Q-Learning in Reinforcement Learning | October 17th, 2023

Introduction to Q-Learning

Q-Learning is a model-free reinforcement learning algorithm used to find the optimal action-selection policy for any given finite Markov decision process (MDP). It works by learning an action-value function that ultimately gives the expected utility of taking a given action in a given state and following the optimal policy thereafter.

The Markov Property

A key feature of an MDP is the Markov Property, which states that the future is independent of the past given the present. Mathematically, this is expressed as:

$$ P(s_{t+1} \mid s_t, a_t) = P(s_{t+1} \mid s_1, a_1, …, s_t, a_t) $$

Basic Concept

The core of Q-Learning is the Q-function, defined as $Q: \text{State} \times \text{Action} \rightarrow \mathbb{R}$. This function quantifies the value of taking an action in a particular state.

Q-Function Update Rule

The Q-function is updated as follows:

$$ Q^{new}(s_t, a_t) \leftarrow (1-\alpha) \cdot Q(s_t, a_t) + \alpha \cdot \left( r_{t+1} + \gamma \cdot \max_{a} Q(s_{t+1}, a) \right) $$

Where:

  • $ s_t $ and $ s_{t+1} $ are the current and next state, respectively.
  • $ a_t $ is the action taken at time t.
  • $ \alpha $ is the learning rate.
  • $ r_{t+1} $ is the reward received after moving from state $ s_t $ to $ s_{t+1} $.
  • $ \gamma $ is the discount factor.

Q-Learning with Convolutional Neural Networks (CNN)

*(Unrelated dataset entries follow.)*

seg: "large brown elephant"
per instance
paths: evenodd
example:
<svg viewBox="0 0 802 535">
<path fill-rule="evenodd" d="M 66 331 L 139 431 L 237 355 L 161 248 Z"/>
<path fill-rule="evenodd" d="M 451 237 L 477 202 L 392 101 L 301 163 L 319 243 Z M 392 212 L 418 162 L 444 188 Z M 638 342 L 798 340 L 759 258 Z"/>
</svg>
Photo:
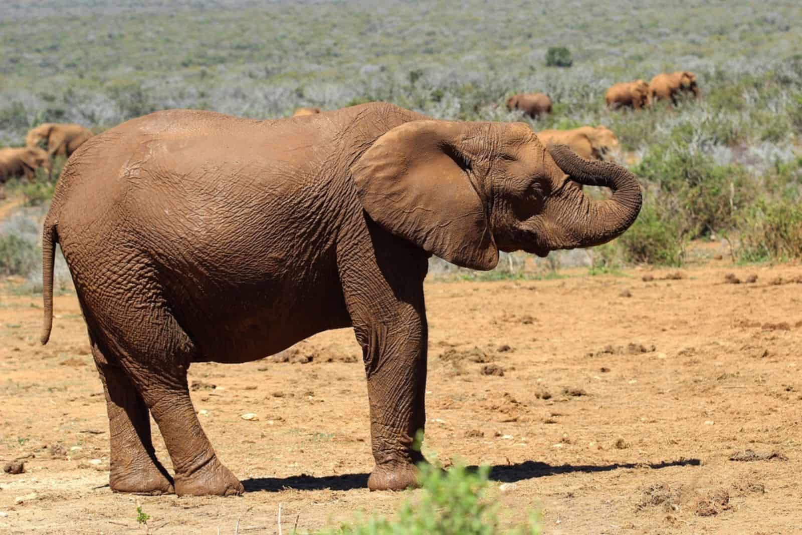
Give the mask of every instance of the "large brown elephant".
<svg viewBox="0 0 802 535">
<path fill-rule="evenodd" d="M 32 180 L 36 170 L 50 171 L 47 153 L 38 147 L 0 149 L 0 183 L 15 177 Z"/>
<path fill-rule="evenodd" d="M 303 117 L 305 115 L 315 115 L 320 113 L 320 108 L 298 108 L 293 112 L 293 117 Z"/>
<path fill-rule="evenodd" d="M 566 145 L 585 159 L 610 159 L 618 151 L 618 138 L 607 127 L 581 127 L 573 130 L 544 130 L 537 132 L 541 143 L 551 147 Z"/>
<path fill-rule="evenodd" d="M 580 184 L 614 193 L 592 200 Z M 229 495 L 243 487 L 200 428 L 187 368 L 352 326 L 376 463 L 367 484 L 401 489 L 423 460 L 428 258 L 487 270 L 499 251 L 597 245 L 640 205 L 626 169 L 549 152 L 520 123 L 383 103 L 305 121 L 160 111 L 95 136 L 64 167 L 44 223 L 42 341 L 59 243 L 106 392 L 111 488 Z"/>
<path fill-rule="evenodd" d="M 695 99 L 701 96 L 696 74 L 687 70 L 661 73 L 649 82 L 649 95 L 653 101 L 670 100 L 676 105 L 678 97 L 683 92 L 693 94 Z"/>
<path fill-rule="evenodd" d="M 507 99 L 507 109 L 510 111 L 519 110 L 525 115 L 537 119 L 543 114 L 551 113 L 552 103 L 545 93 L 521 93 Z"/>
<path fill-rule="evenodd" d="M 643 80 L 614 84 L 605 93 L 604 99 L 607 103 L 607 107 L 611 110 L 620 107 L 640 110 L 651 103 L 649 98 L 649 84 Z"/>
<path fill-rule="evenodd" d="M 28 131 L 25 144 L 38 147 L 42 143 L 50 156 L 67 158 L 92 135 L 91 131 L 79 124 L 45 123 Z"/>
</svg>

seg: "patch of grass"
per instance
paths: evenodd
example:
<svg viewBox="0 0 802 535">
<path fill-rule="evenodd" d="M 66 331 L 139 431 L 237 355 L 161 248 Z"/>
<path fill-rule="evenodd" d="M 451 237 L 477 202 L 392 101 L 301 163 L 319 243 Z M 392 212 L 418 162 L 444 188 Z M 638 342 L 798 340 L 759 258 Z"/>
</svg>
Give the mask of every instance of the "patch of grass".
<svg viewBox="0 0 802 535">
<path fill-rule="evenodd" d="M 546 51 L 546 66 L 569 67 L 572 65 L 571 51 L 565 46 L 551 46 Z"/>
<path fill-rule="evenodd" d="M 745 262 L 802 259 L 802 204 L 759 199 L 741 217 L 739 258 Z"/>
<path fill-rule="evenodd" d="M 646 203 L 638 219 L 617 241 L 628 262 L 680 266 L 686 233 L 681 214 Z"/>
<path fill-rule="evenodd" d="M 395 518 L 371 516 L 354 524 L 343 524 L 325 535 L 539 535 L 539 517 L 511 530 L 500 527 L 499 504 L 492 500 L 488 477 L 490 467 L 477 471 L 455 465 L 448 471 L 435 465 L 420 466 L 423 487 L 417 500 L 407 500 Z"/>
<path fill-rule="evenodd" d="M 0 275 L 25 276 L 40 262 L 39 248 L 15 234 L 0 235 Z"/>
</svg>

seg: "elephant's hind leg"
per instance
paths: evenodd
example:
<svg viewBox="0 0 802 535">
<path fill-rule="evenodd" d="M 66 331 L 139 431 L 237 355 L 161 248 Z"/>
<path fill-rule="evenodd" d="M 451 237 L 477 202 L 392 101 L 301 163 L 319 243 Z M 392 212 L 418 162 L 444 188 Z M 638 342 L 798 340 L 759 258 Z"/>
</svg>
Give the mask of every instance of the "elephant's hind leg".
<svg viewBox="0 0 802 535">
<path fill-rule="evenodd" d="M 109 364 L 90 337 L 95 364 L 106 392 L 111 442 L 109 486 L 118 493 L 174 492 L 172 479 L 156 459 L 144 400 L 119 366 Z"/>
<path fill-rule="evenodd" d="M 164 438 L 175 469 L 176 493 L 241 494 L 242 484 L 217 459 L 189 397 L 187 369 L 196 352 L 194 343 L 166 308 L 132 320 L 150 336 L 124 341 L 128 357 L 123 365 Z"/>
</svg>

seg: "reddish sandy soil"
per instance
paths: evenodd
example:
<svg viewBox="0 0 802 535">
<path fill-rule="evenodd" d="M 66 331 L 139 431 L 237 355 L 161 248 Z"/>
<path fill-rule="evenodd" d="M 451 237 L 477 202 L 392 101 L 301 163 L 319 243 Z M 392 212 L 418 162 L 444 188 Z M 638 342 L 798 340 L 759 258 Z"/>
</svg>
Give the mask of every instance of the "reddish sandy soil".
<svg viewBox="0 0 802 535">
<path fill-rule="evenodd" d="M 730 272 L 758 279 L 727 284 Z M 789 282 L 802 268 L 567 274 L 427 284 L 424 453 L 492 466 L 506 521 L 540 509 L 545 533 L 802 533 L 802 279 Z M 366 387 L 346 329 L 288 362 L 192 366 L 196 408 L 244 496 L 113 493 L 75 296 L 56 299 L 44 347 L 41 316 L 40 296 L 6 284 L 0 464 L 23 458 L 25 473 L 0 473 L 0 533 L 144 533 L 139 504 L 160 534 L 233 533 L 237 522 L 241 533 L 277 533 L 281 505 L 286 533 L 296 519 L 306 531 L 391 514 L 419 492 L 366 489 Z"/>
</svg>

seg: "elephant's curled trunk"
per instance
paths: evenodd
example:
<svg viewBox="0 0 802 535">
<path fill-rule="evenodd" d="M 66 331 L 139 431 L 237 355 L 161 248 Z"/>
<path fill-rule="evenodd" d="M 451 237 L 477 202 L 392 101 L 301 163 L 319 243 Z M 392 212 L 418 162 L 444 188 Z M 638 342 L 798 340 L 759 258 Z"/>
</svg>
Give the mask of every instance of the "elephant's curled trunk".
<svg viewBox="0 0 802 535">
<path fill-rule="evenodd" d="M 573 180 L 613 191 L 613 195 L 605 200 L 593 200 L 582 194 L 584 206 L 570 229 L 578 241 L 577 247 L 609 242 L 634 223 L 642 202 L 641 187 L 634 175 L 612 162 L 585 159 L 564 145 L 552 147 L 550 152 Z"/>
</svg>

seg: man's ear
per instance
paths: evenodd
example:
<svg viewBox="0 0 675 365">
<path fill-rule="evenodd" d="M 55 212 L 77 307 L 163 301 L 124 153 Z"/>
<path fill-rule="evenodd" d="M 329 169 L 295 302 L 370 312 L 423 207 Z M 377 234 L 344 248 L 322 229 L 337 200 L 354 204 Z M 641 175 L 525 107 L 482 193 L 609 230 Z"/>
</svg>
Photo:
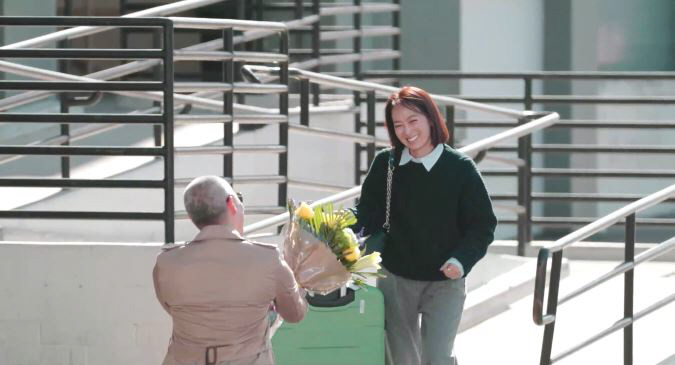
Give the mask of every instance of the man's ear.
<svg viewBox="0 0 675 365">
<path fill-rule="evenodd" d="M 234 196 L 230 195 L 227 197 L 227 211 L 231 216 L 237 215 L 237 203 L 234 201 Z"/>
</svg>

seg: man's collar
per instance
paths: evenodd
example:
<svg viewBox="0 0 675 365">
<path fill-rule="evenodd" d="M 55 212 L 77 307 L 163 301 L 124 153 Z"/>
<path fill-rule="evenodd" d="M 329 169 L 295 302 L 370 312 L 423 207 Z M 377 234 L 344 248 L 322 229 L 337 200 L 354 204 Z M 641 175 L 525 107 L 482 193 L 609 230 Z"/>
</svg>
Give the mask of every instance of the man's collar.
<svg viewBox="0 0 675 365">
<path fill-rule="evenodd" d="M 424 168 L 427 169 L 427 171 L 431 171 L 431 168 L 434 167 L 438 159 L 441 157 L 441 154 L 443 153 L 443 144 L 439 143 L 436 145 L 436 148 L 434 148 L 431 152 L 429 152 L 428 155 L 421 157 L 421 158 L 415 158 L 410 154 L 410 150 L 408 150 L 408 147 L 403 149 L 403 153 L 401 154 L 401 162 L 399 162 L 399 166 L 403 166 L 407 164 L 408 162 L 418 162 L 424 165 Z"/>
<path fill-rule="evenodd" d="M 204 228 L 202 228 L 202 230 L 199 231 L 199 233 L 197 233 L 192 242 L 207 241 L 214 239 L 243 241 L 244 237 L 242 237 L 239 234 L 239 232 L 227 228 L 225 226 L 212 225 L 212 226 L 205 226 Z"/>
</svg>

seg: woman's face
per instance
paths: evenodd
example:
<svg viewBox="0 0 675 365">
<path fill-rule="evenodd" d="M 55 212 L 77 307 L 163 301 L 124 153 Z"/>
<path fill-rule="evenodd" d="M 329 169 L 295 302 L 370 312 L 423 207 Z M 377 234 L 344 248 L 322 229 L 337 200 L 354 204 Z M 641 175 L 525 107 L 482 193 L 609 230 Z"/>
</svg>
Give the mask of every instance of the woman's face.
<svg viewBox="0 0 675 365">
<path fill-rule="evenodd" d="M 413 157 L 424 157 L 433 149 L 429 119 L 416 110 L 398 104 L 391 110 L 396 137 L 408 147 Z"/>
</svg>

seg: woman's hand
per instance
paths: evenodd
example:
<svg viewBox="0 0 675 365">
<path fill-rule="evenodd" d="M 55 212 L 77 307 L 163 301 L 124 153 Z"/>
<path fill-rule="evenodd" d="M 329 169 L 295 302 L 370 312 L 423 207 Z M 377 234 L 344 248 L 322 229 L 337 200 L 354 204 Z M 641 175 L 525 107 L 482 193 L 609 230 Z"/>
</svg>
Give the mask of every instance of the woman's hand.
<svg viewBox="0 0 675 365">
<path fill-rule="evenodd" d="M 462 272 L 459 270 L 459 267 L 457 267 L 457 265 L 455 264 L 446 262 L 445 264 L 443 264 L 443 266 L 441 266 L 440 270 L 448 279 L 456 280 L 462 277 Z"/>
</svg>

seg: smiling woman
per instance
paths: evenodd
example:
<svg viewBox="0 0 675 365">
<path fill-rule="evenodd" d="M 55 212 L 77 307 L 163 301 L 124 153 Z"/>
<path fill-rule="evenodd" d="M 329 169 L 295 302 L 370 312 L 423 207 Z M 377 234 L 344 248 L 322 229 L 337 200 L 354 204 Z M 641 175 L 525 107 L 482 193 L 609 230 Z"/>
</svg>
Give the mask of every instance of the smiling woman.
<svg viewBox="0 0 675 365">
<path fill-rule="evenodd" d="M 391 95 L 385 119 L 393 148 L 368 171 L 353 229 L 372 234 L 389 222 L 381 251 L 386 277 L 377 283 L 387 363 L 454 364 L 464 277 L 485 255 L 497 220 L 473 160 L 445 144 L 448 130 L 426 91 L 407 86 Z"/>
</svg>

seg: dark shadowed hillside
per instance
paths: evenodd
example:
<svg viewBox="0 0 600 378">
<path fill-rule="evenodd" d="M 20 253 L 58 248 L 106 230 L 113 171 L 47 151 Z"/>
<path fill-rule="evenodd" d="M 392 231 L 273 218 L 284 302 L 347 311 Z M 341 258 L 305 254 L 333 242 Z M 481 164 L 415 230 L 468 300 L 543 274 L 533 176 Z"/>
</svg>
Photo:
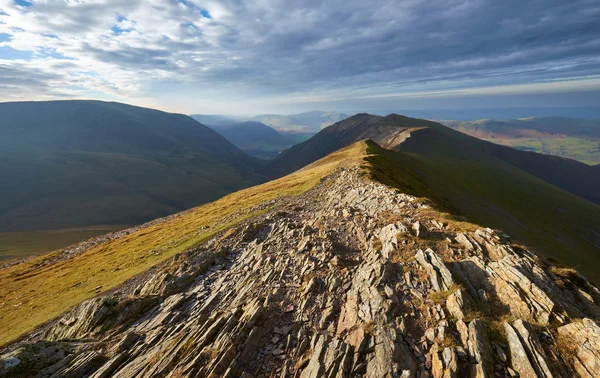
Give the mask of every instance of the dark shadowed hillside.
<svg viewBox="0 0 600 378">
<path fill-rule="evenodd" d="M 371 148 L 380 181 L 595 274 L 588 267 L 600 258 L 600 207 L 592 203 L 600 202 L 598 170 L 574 160 L 495 145 L 431 121 L 361 114 L 284 151 L 269 168 L 294 171 L 366 138 L 377 143 Z"/>
<path fill-rule="evenodd" d="M 256 183 L 257 161 L 181 114 L 0 104 L 0 230 L 132 224 Z"/>
</svg>

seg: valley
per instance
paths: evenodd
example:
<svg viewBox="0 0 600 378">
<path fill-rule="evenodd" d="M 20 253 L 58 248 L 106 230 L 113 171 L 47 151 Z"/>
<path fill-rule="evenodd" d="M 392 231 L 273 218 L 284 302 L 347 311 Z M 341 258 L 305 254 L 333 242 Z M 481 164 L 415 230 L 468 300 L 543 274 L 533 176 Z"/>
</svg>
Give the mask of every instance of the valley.
<svg viewBox="0 0 600 378">
<path fill-rule="evenodd" d="M 355 143 L 90 249 L 0 271 L 1 292 L 11 293 L 0 308 L 4 343 L 35 328 L 4 350 L 5 361 L 19 361 L 4 372 L 600 372 L 600 291 L 509 235 L 414 196 L 431 193 L 411 186 L 402 155 Z M 28 291 L 38 280 L 54 284 Z"/>
</svg>

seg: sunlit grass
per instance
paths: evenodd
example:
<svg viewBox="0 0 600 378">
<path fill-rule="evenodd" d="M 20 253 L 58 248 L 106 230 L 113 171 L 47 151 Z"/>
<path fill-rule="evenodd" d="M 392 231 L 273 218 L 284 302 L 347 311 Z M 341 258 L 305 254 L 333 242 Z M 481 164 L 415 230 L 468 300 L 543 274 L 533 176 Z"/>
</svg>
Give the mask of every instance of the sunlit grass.
<svg viewBox="0 0 600 378">
<path fill-rule="evenodd" d="M 117 287 L 219 231 L 256 215 L 258 204 L 297 196 L 343 164 L 359 164 L 366 145 L 340 150 L 310 166 L 263 185 L 196 207 L 165 222 L 103 243 L 42 268 L 53 252 L 0 271 L 0 344 L 14 340 L 70 307 Z"/>
</svg>

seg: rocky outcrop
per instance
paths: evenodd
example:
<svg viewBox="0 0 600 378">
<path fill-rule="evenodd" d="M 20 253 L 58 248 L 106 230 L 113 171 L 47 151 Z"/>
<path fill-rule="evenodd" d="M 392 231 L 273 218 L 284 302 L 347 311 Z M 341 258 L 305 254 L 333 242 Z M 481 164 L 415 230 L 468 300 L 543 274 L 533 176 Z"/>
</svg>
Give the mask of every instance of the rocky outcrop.
<svg viewBox="0 0 600 378">
<path fill-rule="evenodd" d="M 8 346 L 0 374 L 600 375 L 598 290 L 505 235 L 358 168 L 265 209 Z"/>
<path fill-rule="evenodd" d="M 600 377 L 600 327 L 591 319 L 558 328 L 559 337 L 570 348 L 570 362 L 580 377 Z"/>
</svg>

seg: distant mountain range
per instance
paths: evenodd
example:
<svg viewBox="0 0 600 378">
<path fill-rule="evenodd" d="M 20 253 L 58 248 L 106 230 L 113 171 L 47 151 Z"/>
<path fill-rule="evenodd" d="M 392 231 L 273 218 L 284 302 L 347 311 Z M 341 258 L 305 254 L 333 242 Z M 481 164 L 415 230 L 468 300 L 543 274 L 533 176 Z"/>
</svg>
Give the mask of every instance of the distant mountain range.
<svg viewBox="0 0 600 378">
<path fill-rule="evenodd" d="M 100 101 L 0 104 L 0 231 L 133 224 L 261 181 L 181 114 Z"/>
<path fill-rule="evenodd" d="M 192 114 L 191 117 L 204 125 L 210 126 L 255 121 L 264 123 L 278 131 L 314 134 L 329 125 L 348 118 L 348 115 L 337 112 L 310 111 L 290 115 L 263 114 L 252 117 L 203 114 Z"/>
<path fill-rule="evenodd" d="M 600 206 L 574 194 L 594 200 L 596 168 L 397 114 L 267 167 L 305 164 L 0 268 L 0 369 L 600 376 Z"/>
<path fill-rule="evenodd" d="M 246 121 L 209 127 L 242 151 L 259 158 L 273 158 L 295 144 L 295 139 L 290 135 L 284 135 L 260 122 Z"/>
<path fill-rule="evenodd" d="M 531 117 L 496 121 L 439 121 L 465 134 L 490 142 L 575 159 L 600 163 L 600 120 L 566 117 Z"/>
</svg>

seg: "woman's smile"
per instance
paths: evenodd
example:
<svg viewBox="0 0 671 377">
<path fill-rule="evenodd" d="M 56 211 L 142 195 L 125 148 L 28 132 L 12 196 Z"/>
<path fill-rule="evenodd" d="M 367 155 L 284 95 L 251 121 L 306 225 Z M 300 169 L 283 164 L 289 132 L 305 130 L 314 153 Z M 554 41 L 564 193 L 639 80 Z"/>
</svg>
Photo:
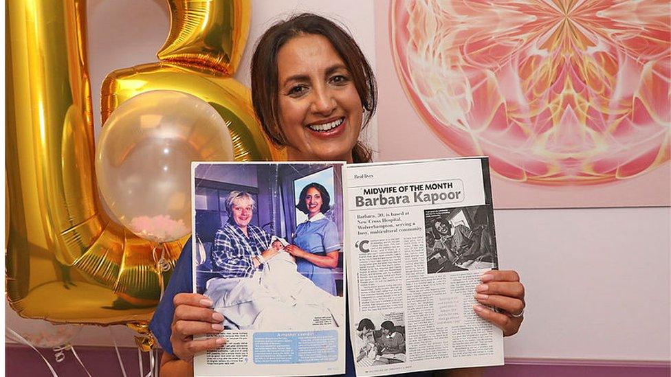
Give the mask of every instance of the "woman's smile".
<svg viewBox="0 0 671 377">
<path fill-rule="evenodd" d="M 280 126 L 291 160 L 352 161 L 363 107 L 347 66 L 325 37 L 292 38 L 277 54 Z"/>
</svg>

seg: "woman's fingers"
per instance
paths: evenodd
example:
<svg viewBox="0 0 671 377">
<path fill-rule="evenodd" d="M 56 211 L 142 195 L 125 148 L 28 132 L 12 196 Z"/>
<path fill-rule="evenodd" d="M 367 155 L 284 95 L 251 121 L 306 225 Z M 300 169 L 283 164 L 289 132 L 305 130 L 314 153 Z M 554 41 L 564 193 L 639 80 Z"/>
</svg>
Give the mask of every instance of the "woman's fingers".
<svg viewBox="0 0 671 377">
<path fill-rule="evenodd" d="M 180 305 L 211 308 L 212 305 L 210 297 L 198 293 L 177 293 L 173 298 L 173 304 L 175 308 Z"/>
<path fill-rule="evenodd" d="M 201 321 L 179 320 L 173 323 L 173 334 L 186 340 L 192 335 L 219 334 L 223 330 L 221 323 L 210 323 Z"/>
<path fill-rule="evenodd" d="M 483 295 L 499 295 L 524 299 L 524 286 L 519 282 L 490 282 L 475 287 L 475 291 Z"/>
<path fill-rule="evenodd" d="M 521 314 L 525 308 L 524 301 L 499 295 L 476 293 L 475 299 L 483 305 L 498 308 L 514 315 Z"/>
<path fill-rule="evenodd" d="M 523 317 L 516 318 L 504 314 L 497 313 L 494 310 L 483 306 L 476 305 L 473 307 L 475 313 L 480 316 L 483 319 L 494 323 L 494 325 L 503 331 L 504 336 L 509 336 L 517 333 L 520 330 L 520 325 L 522 324 Z"/>
<path fill-rule="evenodd" d="M 520 275 L 513 271 L 491 270 L 483 273 L 481 277 L 482 282 L 519 282 Z"/>
<path fill-rule="evenodd" d="M 475 312 L 503 330 L 504 336 L 516 334 L 524 320 L 522 314 L 526 305 L 520 275 L 516 271 L 492 270 L 483 274 L 481 280 L 483 284 L 475 288 L 475 299 L 480 303 L 473 307 Z M 487 306 L 507 313 L 498 313 Z"/>
<path fill-rule="evenodd" d="M 199 308 L 190 305 L 179 305 L 175 308 L 175 318 L 173 322 L 179 320 L 201 321 L 212 323 L 223 322 L 221 313 L 207 308 Z"/>
</svg>

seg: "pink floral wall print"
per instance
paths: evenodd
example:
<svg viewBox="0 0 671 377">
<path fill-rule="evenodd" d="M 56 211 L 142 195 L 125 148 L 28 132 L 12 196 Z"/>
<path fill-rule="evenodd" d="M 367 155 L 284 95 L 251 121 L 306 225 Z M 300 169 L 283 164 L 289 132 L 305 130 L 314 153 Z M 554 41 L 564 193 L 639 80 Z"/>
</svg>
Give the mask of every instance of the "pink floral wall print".
<svg viewBox="0 0 671 377">
<path fill-rule="evenodd" d="M 488 155 L 504 180 L 546 187 L 668 168 L 668 0 L 386 6 L 406 96 L 457 154 Z"/>
</svg>

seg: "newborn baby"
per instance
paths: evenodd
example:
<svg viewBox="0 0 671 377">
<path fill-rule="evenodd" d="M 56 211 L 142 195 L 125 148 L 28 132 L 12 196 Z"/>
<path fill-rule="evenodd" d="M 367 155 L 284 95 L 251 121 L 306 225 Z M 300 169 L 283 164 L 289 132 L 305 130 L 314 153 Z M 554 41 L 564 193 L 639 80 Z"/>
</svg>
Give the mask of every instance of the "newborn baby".
<svg viewBox="0 0 671 377">
<path fill-rule="evenodd" d="M 228 328 L 239 330 L 314 329 L 344 323 L 342 297 L 333 296 L 300 273 L 296 260 L 284 251 L 288 242 L 273 236 L 277 253 L 265 260 L 252 277 L 215 278 L 205 295 L 214 298 L 215 310 Z M 315 319 L 330 318 L 330 323 Z"/>
<path fill-rule="evenodd" d="M 289 242 L 284 238 L 272 236 L 270 246 L 277 250 L 277 253 L 264 263 L 263 269 L 261 271 L 261 284 L 275 292 L 285 302 L 328 308 L 336 324 L 340 325 L 344 319 L 341 299 L 318 287 L 311 280 L 298 272 L 296 259 L 284 250 L 288 244 Z"/>
</svg>

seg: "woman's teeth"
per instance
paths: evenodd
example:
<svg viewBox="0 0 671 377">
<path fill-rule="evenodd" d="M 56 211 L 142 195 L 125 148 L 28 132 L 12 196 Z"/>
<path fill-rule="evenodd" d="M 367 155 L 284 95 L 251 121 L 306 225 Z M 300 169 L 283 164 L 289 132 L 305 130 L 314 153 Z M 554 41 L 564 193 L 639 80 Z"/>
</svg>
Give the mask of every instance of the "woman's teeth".
<svg viewBox="0 0 671 377">
<path fill-rule="evenodd" d="M 333 130 L 336 127 L 338 127 L 342 122 L 344 122 L 345 118 L 342 117 L 338 120 L 331 122 L 331 123 L 324 123 L 324 124 L 308 124 L 307 127 L 312 130 L 313 131 L 318 132 L 326 132 Z"/>
</svg>

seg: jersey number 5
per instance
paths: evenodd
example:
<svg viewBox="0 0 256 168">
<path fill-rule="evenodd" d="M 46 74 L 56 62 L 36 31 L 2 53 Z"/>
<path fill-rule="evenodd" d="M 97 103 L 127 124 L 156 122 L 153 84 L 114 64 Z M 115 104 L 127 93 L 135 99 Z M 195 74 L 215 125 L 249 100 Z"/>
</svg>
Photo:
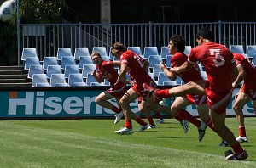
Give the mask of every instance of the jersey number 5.
<svg viewBox="0 0 256 168">
<path fill-rule="evenodd" d="M 219 51 L 220 49 L 210 49 L 211 55 L 213 54 L 215 56 L 213 63 L 217 67 L 222 66 L 225 64 L 225 59 L 219 54 Z"/>
</svg>

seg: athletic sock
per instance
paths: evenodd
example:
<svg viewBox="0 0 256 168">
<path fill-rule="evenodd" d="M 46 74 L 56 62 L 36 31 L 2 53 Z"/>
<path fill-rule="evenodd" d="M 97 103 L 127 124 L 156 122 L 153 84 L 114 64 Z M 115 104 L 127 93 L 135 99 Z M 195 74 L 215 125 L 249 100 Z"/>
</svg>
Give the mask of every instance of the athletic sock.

In complex environments, the state space can be large, making a tabular approach infeasible. CNNs can be integrated with Q-Learning to handle such scenarios, particularly in image-based environments.

The Q-Network

The Q-network can be trained to approximate the Q-value function. The input is the state, and the output is the Q-value of all possible actions.

Network Update Rule

The loss function for updating the Q-network is defined as:

$$ L(\theta) = \mathbb{E} \left[ \left( r + \gamma \max_{a’} Q(s’, a’; \theta^-) - Q(s, a; \theta) \right)^2 \right] $$

Where:

  • $\mathbb{E}$ is the expected value over a mini-batch of experiences. A mini-batch is simply a subset of the experiences stored in the replay buffer.
  • $ \theta $ and $ \theta^- $ are the parameters of the current and target Q-networks, respectively.
  • $ s, a, r, s’ $ are the state, action, reward, and next state sampled from the replay buffer.

Experience Replay

Experience replay stores a replay buffer of past experiences and randomly samples mini-batches from it to train the network, breaking the correlation between sequential experiences.

Variants of Q-Learning

  1. Deep Q-Network (DQN): Combines Q-Learning with deep learning, using a neural network to approximate the Q-function.
  2. Double Q-Learning: Addresses the overestimation of Q-values by decoupling the selection of action from its evaluation.
  3. Dueling Network Architectures: Separates the representation of state values and state-dependent action advantages.

Mathematical Derivation of Q-Learning

Consider the Bellman equation for the Q-function:

$$ Q(s,a) = r + \gamma \sum_{s’} P(s’ \mid s,a) \max_{a’} Q(s’,a’) $$

The iterative update rule in Q-learning aims to converge to this equation.

Derivation Steps

  1. Initial Assumption: Start with an arbitrary Q-function $Q_0(s,a)$.

    $$ Q_0(s,a) \text{ for all } s \in S, a \in A(s) $$

  2. Bellman Update: Apply the Bellman update iteratively using the following update rule:

    $$ Q_{k+1}(s,a) = \sum_{s’} P(s’ \mid s,a) \left[r(s,a,s’) + \gamma \max_{a’} Q_k(s’,a’)\right] $$

    where $Q_k$ is the Q-function at iteration $k$, $P(s’ \mid s,a)$ is the transition probability from state $s$ to state $s’$ given action $a$, $r(s,a,s’)$ is the immediate reward received after transition, and $\gamma$ is the discount factor.

  3. Convergence Proof: Show that under certain conditions, such as a finite Markov Decision Process (MDP), sufficient exploration, and an appropriately chosen learning rate, the Q-function converges to the optimal Q-function $Q^*$:

    $$ \lim_{k \to \infty} Q_k(s,a) = Q^*(s,a) \text{ for all } s \in S, a \in A(s) $$

    This is often proved by showing that the update rule is a contraction mapping under the max-norm, which guarantees convergence by the Banach fixed-point theorem.